Thankfully, we nailed it on the first try. But while we were hoping for one girl, instead we got two boys. My initial reaction was full of disappointment, anger, fear, and guilt. My wife, who had been dreading the possibility of twins for weeks, took it worse. In her mind, this was her fault, since she'd encouraged the fertility doctors to put in two embryos to stack the deck.
As horrible as this might sound, we found ourselves wishing these twins away.
We considered a reduction for about 30 seconds. (That's essentially an abortion of one twin, not both.) If you thought that IVF involved playing God, a reduction felt beyond brazen -- Machiavellian, even. Give us a reason, we thought, as we had the twins tested for genetic anomalies. None came.
Dear Lord, please give us permission to kill one or both of these kids. Taking care of them is going to put a crimp in our 401K's and vacation plans.

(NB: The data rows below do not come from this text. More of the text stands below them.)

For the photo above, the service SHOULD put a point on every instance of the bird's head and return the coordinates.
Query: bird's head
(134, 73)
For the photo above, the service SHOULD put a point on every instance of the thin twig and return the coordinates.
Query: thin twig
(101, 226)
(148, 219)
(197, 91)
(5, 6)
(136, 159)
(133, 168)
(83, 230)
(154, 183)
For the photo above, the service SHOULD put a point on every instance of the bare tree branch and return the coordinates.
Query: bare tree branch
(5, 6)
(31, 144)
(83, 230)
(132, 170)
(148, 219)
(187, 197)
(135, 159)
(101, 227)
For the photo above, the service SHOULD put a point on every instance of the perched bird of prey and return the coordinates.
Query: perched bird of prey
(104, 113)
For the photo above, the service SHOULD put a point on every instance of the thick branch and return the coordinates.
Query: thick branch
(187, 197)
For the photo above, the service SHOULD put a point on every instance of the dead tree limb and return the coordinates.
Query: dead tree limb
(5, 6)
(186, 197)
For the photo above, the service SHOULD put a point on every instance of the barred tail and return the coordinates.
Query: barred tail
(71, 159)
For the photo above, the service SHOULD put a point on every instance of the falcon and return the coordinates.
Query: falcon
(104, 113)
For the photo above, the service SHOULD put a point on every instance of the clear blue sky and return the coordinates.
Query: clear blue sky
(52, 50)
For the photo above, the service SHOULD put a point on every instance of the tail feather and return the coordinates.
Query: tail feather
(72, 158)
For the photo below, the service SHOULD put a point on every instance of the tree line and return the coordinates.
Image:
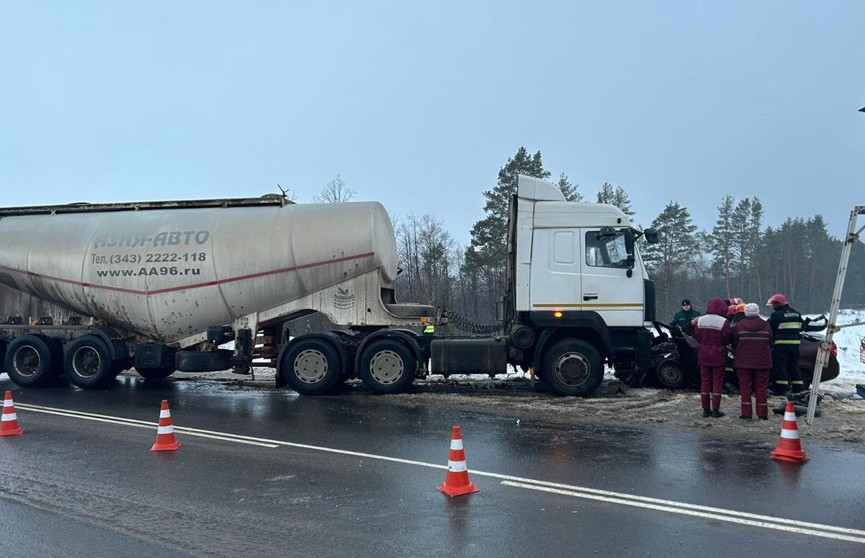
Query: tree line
(739, 257)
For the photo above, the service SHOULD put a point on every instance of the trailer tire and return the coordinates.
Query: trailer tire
(311, 366)
(671, 375)
(30, 361)
(572, 367)
(203, 361)
(87, 363)
(387, 366)
(155, 373)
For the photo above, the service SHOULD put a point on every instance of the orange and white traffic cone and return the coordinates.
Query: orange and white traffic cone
(9, 421)
(789, 448)
(457, 479)
(165, 433)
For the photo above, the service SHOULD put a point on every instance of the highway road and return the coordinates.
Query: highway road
(265, 472)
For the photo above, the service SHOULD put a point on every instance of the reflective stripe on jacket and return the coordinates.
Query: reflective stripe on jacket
(786, 324)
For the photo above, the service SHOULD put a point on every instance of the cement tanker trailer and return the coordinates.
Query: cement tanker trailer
(161, 285)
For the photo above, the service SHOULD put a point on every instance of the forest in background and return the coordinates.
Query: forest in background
(740, 256)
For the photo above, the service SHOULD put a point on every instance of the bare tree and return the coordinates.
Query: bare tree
(335, 192)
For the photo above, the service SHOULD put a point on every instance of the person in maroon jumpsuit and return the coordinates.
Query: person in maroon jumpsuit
(712, 331)
(752, 359)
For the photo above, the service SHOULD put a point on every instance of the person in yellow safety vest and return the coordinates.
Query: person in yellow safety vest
(786, 324)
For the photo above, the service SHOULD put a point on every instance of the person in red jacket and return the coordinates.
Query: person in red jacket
(752, 359)
(712, 331)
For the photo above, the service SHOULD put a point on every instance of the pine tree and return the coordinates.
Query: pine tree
(485, 257)
(616, 196)
(722, 240)
(670, 259)
(569, 190)
(335, 191)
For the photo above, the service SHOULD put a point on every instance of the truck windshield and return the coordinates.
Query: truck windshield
(606, 250)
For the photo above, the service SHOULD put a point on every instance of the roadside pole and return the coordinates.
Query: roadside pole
(823, 352)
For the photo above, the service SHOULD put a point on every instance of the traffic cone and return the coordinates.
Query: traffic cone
(9, 421)
(457, 479)
(165, 433)
(789, 448)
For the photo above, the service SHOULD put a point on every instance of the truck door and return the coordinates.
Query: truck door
(555, 270)
(606, 286)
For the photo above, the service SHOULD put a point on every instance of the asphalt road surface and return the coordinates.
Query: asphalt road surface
(264, 472)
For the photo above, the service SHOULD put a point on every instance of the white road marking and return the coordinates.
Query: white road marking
(670, 506)
(725, 515)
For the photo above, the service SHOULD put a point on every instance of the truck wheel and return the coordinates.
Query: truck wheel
(572, 367)
(155, 373)
(87, 363)
(387, 366)
(30, 361)
(670, 375)
(310, 367)
(203, 361)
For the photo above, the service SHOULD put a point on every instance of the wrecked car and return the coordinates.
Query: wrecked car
(674, 359)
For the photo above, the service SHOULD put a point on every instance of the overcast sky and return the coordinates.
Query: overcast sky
(418, 104)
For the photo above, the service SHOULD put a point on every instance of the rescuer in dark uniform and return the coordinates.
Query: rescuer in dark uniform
(786, 324)
(684, 317)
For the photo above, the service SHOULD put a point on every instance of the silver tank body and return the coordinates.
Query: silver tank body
(170, 273)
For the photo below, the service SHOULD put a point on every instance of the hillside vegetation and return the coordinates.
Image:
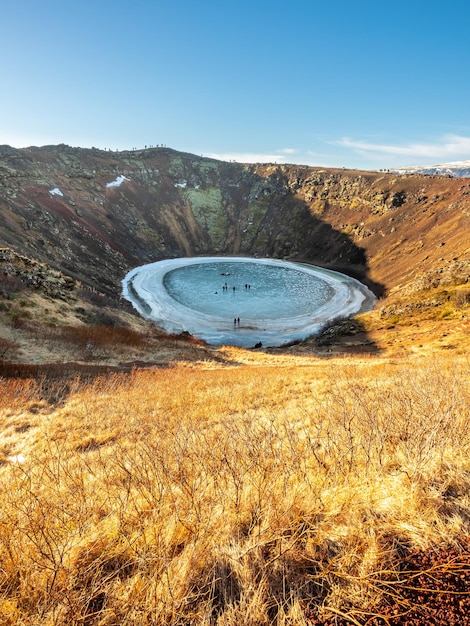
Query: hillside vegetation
(284, 492)
(153, 479)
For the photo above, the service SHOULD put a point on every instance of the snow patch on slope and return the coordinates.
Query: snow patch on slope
(118, 182)
(457, 169)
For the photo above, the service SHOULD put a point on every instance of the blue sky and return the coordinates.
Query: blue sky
(364, 84)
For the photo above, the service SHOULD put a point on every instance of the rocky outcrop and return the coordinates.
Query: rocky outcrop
(93, 214)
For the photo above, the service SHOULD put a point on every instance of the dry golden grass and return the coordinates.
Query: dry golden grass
(249, 494)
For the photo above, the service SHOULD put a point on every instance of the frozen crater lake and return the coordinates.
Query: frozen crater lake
(243, 301)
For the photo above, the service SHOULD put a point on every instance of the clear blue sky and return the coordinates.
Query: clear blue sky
(350, 83)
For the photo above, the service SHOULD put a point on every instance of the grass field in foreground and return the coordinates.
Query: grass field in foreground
(258, 494)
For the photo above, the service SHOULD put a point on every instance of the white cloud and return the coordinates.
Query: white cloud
(247, 157)
(450, 146)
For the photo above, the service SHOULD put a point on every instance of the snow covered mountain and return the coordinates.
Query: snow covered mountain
(457, 169)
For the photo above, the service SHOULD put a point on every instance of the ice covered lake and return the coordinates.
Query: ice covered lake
(242, 301)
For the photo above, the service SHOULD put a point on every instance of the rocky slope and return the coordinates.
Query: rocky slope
(93, 215)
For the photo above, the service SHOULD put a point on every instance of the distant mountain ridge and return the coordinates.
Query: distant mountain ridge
(93, 215)
(457, 169)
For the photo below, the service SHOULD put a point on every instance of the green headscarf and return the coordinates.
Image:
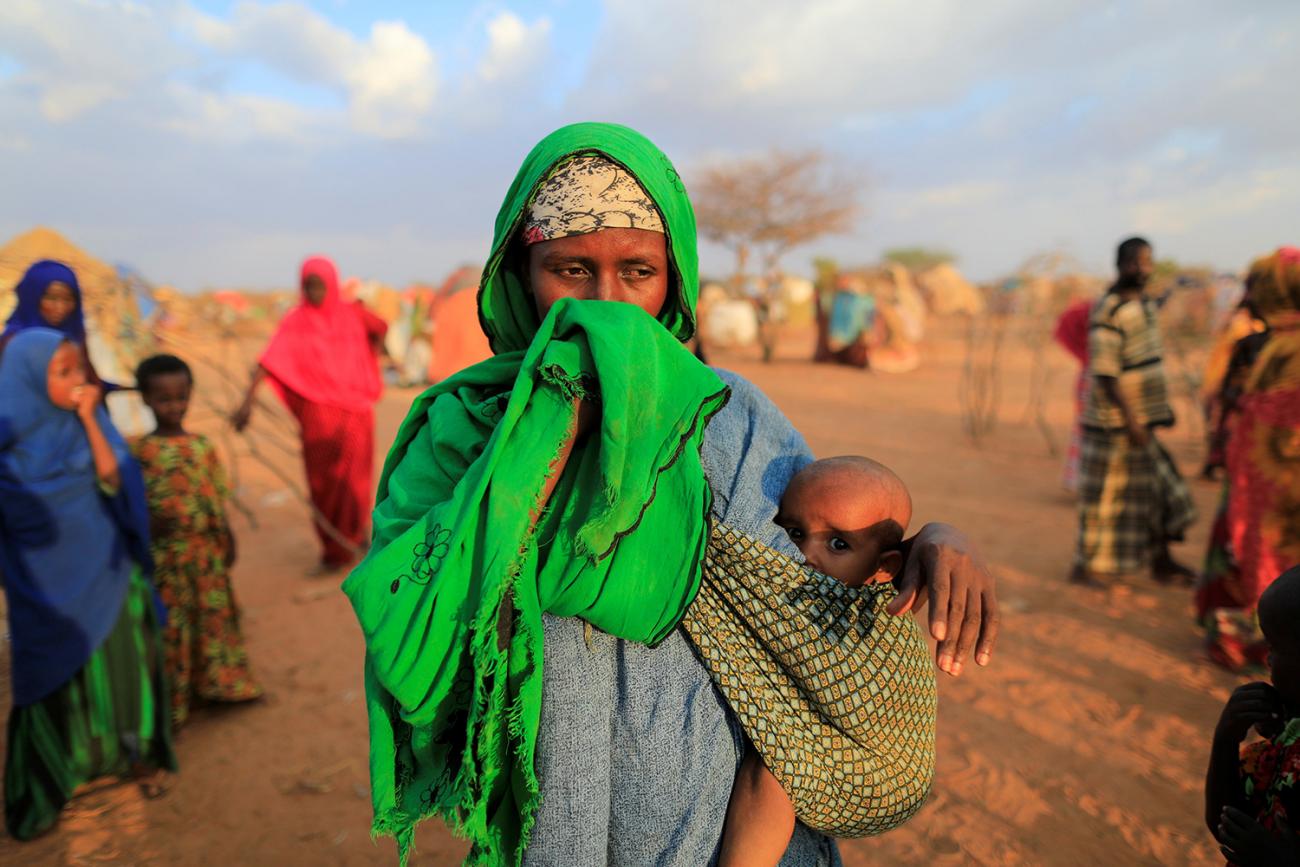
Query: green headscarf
(451, 595)
(506, 307)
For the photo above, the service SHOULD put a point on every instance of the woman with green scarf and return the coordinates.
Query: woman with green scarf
(540, 532)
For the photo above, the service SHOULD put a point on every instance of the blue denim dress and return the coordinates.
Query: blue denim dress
(637, 751)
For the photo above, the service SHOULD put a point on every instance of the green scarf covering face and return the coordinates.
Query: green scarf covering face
(450, 598)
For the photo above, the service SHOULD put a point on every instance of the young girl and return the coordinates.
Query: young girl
(89, 689)
(193, 546)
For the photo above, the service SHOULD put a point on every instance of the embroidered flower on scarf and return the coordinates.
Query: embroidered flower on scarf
(430, 553)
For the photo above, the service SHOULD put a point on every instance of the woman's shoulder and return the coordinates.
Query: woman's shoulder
(742, 391)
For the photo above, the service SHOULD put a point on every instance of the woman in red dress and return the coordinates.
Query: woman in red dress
(323, 362)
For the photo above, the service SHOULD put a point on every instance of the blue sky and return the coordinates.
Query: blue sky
(217, 143)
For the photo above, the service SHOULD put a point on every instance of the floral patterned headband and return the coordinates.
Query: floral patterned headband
(588, 194)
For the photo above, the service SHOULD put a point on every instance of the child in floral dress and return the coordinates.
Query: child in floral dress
(193, 546)
(1252, 794)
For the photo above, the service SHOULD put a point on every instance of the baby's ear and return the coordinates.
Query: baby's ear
(891, 564)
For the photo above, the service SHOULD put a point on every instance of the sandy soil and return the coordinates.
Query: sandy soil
(1083, 742)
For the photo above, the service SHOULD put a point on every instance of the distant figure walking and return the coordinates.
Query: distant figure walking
(1256, 533)
(323, 362)
(1132, 501)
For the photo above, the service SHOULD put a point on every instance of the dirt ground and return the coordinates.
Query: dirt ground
(1084, 742)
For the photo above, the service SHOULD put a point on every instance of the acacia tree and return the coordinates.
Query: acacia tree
(767, 206)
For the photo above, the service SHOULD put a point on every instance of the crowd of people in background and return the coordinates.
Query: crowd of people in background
(116, 556)
(1132, 503)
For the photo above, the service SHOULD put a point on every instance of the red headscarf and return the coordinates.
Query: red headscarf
(1071, 330)
(324, 354)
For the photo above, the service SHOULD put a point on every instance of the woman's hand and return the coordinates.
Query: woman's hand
(1256, 705)
(87, 398)
(958, 585)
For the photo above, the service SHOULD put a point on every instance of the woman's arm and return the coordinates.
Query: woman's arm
(961, 592)
(243, 414)
(1251, 705)
(105, 462)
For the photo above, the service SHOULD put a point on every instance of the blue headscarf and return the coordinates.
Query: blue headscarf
(33, 287)
(66, 549)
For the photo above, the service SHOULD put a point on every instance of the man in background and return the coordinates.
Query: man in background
(1132, 501)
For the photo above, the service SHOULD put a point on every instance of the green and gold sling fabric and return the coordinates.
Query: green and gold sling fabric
(836, 694)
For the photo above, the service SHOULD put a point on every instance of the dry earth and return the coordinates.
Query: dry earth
(1082, 744)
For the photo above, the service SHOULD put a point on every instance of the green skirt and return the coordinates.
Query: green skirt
(108, 720)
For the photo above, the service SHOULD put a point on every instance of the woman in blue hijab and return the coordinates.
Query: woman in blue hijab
(50, 297)
(89, 693)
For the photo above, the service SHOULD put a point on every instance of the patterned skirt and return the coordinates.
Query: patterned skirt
(111, 718)
(1131, 502)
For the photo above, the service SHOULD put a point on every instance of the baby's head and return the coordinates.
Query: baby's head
(165, 382)
(848, 515)
(1279, 619)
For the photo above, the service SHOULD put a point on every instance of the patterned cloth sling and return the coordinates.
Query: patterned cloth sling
(836, 696)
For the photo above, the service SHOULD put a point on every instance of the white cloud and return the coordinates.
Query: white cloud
(211, 116)
(512, 47)
(389, 81)
(78, 56)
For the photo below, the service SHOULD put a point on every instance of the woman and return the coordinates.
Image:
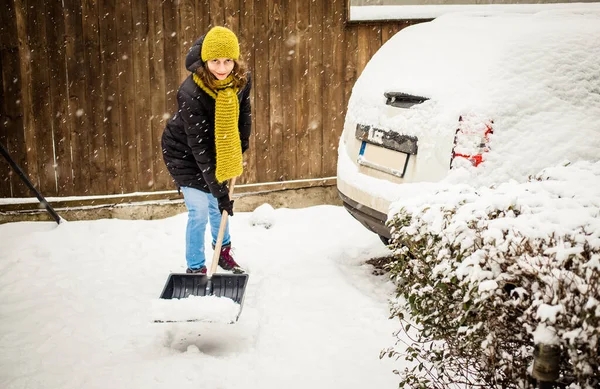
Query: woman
(204, 141)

Our fear is not the new parent fear of the unknown. It's the smart, informed fear of the known. Our biggest nightmare is that we'll have colic again, or double colic. This time around, we're counting down -- not like expecting parents but like cancer patients with only months to live. Enjoy life while you can, for soon it's double the diapers, double the feedings. Half of zero sleep is ... less than zero?
So tell me how this isn't going to suck. (Did I mention we live in a one-bedroom apartment?) Sure, in 10 years I could have close to a starting five of super-athletic, NBA-hopeful alpha males living under my roof smelling up the joint. But right now it's hard for us to see twins as good news. 
The dad is writing under a pseudonym. It's hard not to think this is a straw man article designed to make left-liberals and pro-abortionistas look bad. Any parent will tell you that raising children isn't all sunshine and lollipops, but it takes a certain kind of man-child to whine about it to the Huffington Post's comfortable upper middle class SWPL audience.

I'm trying not to be so bitter and to embrace what's ahead of us. It's possible these kids will sleep at some point, I suppose. In the meantime, I've promised to stop referring to one of the boys as "extra" and have told my wife I will try to refrain from calling my first-born son "the free one."
With four months left to go, I'm not sure what stage we're in at the moment -- but it's not acceptance. My wife and I even both privately admitted that we don't like the new children, which is of course insane. Excited? We're not there yet. Terrified? Yes, when we're not practicing denial.
They say the most important thing is the kids' health -- but what about ours?
Right, because children are supposed to make parents feel good about themselves. If they don't then they're extras. They're punishments. The real punishment will be suffered by those boys. I pray for the dad's sake that he has a change of heart when he's actually holding the newborn twins. I also pray for his sake that he has some male friends who care about him enough to bust his chops or kick his ass for publishing that whiny drivel. Forceful fraternal correction is good for the soul once in a while.